= Nana-Ula =

Hero in Hawaiian mythology

In Hawaiian mythology, Nana-Ula or Nanaulu is the hero who led his people from Tahiti to Hawaii. He was the first King of Hawaii, and began the royal dynasty.

Kalakaua, during his reign as the last king of Hawaii, compiled the Legends and Mythology of Hawaii. He accepted the thesis of Abraham Fornander that the Polynesian "race" originated from "Aryans" in Asia Minor who emigrated to Southeast Asia via India and subsequent dispersal during the first and second centuries. These views were challenged at the time.

Their first general rendezvous was in the Fiji group, where they left their impress upon the native Papuans. Expelled from, or voluntarily leaving, the Fijis, after a sojourn there of several generations, the Polynesians scattered over the Pacific, occupying by stages the several groups of islands where they are now found. Moving by the way of the Samoan and Society Islands, the migratory wave did not reach the Hawaiian group until about the middle of the sixth century.

Nanaula, a distinguished chief, was the first to arrive from the southern islands. It is not known whether he discovered the group by being blown northward by adverse winds, or in deliberately adventuring far out upon the ocean in search of new lands. In either event, he brought with him his gods, priests, prophets and astrologers, and a considerable body of followers and retainers. He was also provided with dogs, swine and fowls, and the seeds and germs of useful plants for propagation. It is probable that he found the group without human inhabitants.

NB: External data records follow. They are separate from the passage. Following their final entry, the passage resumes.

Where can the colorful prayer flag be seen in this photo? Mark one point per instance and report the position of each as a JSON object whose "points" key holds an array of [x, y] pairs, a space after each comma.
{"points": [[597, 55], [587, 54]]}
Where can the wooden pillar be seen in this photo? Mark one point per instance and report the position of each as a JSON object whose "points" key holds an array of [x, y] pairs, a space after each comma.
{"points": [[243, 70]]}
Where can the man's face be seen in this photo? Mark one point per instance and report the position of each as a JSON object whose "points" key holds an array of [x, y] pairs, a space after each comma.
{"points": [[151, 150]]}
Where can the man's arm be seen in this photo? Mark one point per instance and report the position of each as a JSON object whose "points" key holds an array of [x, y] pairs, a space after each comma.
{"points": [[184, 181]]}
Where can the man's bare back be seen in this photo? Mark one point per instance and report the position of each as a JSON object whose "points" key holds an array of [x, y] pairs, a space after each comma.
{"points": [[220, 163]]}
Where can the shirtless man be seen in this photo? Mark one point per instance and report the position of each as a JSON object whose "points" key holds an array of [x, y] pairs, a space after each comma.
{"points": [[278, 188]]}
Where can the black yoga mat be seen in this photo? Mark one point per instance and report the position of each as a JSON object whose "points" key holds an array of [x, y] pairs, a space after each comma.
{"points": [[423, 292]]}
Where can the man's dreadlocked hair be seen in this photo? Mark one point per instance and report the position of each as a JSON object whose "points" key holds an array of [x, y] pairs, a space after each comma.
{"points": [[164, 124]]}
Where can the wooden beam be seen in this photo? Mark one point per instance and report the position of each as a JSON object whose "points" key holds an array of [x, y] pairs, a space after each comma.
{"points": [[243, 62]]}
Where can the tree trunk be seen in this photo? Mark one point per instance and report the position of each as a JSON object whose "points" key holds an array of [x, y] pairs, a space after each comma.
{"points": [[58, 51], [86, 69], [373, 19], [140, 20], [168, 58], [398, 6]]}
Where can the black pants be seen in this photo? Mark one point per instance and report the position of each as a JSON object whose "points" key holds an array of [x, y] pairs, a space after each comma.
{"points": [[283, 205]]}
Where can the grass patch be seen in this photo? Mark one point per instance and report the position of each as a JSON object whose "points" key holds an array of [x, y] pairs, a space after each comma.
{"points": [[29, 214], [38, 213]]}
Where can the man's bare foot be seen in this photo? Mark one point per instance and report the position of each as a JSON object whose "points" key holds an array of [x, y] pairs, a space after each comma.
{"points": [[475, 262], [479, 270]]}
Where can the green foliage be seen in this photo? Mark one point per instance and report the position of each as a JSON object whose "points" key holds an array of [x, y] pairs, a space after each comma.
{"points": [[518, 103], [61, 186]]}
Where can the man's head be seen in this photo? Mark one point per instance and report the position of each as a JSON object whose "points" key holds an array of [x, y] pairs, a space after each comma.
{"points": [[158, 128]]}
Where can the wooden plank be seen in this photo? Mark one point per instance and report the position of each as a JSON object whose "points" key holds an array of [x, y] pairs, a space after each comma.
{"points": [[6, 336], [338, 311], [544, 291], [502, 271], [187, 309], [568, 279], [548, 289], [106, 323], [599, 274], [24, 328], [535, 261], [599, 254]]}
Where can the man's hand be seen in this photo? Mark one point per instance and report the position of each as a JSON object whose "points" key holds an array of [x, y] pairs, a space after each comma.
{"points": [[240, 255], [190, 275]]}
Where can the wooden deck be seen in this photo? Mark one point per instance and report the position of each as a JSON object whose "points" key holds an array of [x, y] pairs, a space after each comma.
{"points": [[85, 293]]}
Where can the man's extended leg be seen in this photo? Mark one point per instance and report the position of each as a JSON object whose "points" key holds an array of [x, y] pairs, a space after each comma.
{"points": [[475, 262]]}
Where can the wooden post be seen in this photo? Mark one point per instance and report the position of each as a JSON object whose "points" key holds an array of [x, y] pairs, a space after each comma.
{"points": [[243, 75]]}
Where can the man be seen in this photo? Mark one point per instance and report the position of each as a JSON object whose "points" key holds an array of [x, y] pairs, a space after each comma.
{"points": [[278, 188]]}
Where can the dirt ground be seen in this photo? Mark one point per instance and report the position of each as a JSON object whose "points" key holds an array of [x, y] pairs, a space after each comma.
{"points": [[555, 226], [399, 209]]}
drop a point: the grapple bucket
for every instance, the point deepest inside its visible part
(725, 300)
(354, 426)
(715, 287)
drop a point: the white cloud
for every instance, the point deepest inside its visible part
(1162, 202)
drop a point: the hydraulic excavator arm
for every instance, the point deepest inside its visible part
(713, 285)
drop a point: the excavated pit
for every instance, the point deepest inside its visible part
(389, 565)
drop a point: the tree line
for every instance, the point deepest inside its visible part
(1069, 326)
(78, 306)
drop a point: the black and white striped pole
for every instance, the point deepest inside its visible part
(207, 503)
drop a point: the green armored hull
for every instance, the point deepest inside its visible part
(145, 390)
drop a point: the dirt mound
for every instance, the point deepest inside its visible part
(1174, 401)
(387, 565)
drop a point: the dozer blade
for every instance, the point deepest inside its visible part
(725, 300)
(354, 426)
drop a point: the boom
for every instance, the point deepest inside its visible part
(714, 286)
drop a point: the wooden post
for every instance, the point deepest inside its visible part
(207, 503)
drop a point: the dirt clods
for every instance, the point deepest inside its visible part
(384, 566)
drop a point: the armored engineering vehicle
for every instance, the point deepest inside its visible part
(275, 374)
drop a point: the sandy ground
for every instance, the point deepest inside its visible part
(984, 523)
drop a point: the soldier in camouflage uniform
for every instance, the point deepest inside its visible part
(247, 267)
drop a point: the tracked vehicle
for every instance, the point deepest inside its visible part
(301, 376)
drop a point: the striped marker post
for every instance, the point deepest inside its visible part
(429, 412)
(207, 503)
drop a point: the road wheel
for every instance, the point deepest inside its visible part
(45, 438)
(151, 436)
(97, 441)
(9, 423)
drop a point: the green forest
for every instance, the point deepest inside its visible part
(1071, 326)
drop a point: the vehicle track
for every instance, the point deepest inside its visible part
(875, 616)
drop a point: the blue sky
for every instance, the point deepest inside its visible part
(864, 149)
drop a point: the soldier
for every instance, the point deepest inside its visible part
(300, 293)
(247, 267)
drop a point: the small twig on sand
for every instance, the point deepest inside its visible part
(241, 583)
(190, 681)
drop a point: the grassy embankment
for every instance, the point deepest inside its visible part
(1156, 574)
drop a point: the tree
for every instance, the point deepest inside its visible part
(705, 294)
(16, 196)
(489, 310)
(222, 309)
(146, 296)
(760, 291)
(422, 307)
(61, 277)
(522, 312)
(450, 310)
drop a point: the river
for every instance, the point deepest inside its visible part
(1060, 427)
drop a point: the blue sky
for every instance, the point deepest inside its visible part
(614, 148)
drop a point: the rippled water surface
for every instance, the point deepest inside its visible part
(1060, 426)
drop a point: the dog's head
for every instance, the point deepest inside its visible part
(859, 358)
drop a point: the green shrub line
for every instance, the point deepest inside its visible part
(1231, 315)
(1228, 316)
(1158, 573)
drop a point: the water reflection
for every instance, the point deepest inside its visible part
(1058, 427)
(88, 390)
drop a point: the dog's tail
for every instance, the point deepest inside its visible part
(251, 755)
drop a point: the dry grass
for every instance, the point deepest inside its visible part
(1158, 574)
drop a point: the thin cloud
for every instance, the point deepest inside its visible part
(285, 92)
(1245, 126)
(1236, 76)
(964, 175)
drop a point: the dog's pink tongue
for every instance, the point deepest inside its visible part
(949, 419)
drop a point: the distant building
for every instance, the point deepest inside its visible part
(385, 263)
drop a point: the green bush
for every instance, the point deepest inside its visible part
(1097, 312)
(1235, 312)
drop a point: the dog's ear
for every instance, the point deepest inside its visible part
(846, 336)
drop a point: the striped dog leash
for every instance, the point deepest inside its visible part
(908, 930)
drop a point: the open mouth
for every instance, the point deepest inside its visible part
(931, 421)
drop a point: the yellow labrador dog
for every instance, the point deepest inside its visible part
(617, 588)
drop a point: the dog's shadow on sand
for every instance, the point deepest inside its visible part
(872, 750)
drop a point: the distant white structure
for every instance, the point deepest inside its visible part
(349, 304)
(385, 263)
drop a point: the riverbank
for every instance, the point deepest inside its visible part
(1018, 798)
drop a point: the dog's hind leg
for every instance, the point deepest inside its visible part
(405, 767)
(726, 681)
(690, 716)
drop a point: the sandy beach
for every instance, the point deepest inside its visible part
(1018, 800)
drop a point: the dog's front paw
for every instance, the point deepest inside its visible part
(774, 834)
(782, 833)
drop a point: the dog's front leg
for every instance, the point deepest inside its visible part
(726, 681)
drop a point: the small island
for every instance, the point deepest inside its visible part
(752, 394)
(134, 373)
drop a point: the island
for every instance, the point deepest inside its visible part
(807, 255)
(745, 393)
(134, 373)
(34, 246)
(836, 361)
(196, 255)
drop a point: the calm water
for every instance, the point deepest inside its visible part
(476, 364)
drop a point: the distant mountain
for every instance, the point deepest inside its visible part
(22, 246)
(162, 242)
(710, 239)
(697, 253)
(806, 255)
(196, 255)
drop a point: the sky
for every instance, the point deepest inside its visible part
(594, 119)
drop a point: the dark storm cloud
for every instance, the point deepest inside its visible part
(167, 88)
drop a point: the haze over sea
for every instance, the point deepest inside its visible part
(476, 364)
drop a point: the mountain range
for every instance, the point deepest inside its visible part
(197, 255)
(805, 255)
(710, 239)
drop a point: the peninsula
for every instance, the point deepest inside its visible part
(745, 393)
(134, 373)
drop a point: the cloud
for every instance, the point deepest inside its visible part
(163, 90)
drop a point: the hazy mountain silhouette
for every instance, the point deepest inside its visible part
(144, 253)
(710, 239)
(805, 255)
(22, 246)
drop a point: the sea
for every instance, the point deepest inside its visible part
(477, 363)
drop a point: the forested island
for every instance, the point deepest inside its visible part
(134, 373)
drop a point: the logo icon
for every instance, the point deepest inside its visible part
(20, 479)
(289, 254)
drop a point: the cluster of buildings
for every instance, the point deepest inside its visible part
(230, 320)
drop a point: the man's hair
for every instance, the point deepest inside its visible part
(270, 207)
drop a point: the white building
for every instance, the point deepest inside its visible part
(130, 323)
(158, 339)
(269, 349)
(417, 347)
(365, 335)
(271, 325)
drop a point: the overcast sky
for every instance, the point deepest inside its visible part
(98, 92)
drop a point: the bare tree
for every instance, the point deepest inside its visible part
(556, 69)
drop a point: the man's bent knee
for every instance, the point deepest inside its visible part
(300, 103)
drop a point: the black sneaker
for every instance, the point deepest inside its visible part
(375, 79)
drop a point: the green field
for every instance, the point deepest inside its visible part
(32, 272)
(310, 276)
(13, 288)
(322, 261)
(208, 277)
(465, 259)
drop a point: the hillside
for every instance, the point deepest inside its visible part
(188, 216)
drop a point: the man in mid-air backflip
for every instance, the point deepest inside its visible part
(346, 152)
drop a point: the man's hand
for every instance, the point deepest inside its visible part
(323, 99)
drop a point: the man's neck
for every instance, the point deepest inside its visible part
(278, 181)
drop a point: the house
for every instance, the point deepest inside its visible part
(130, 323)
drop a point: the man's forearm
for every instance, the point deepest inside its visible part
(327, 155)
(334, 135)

During that period——probably during the life of Nanaula——other chiefs of less importance arrived with their families and followers either from Tahiti or Samoa. They came in barges and large double canoes capable of accommodating from fifty to one hundred persons each. They brought with them not only their priests and gods, but the earliest of Polynesian traditions. It is thought that none of the pioneers of the time of Nanaula ever returned to the southern islands, nor did others immediately follow the first migratory wave that peopled the Hawaiian group.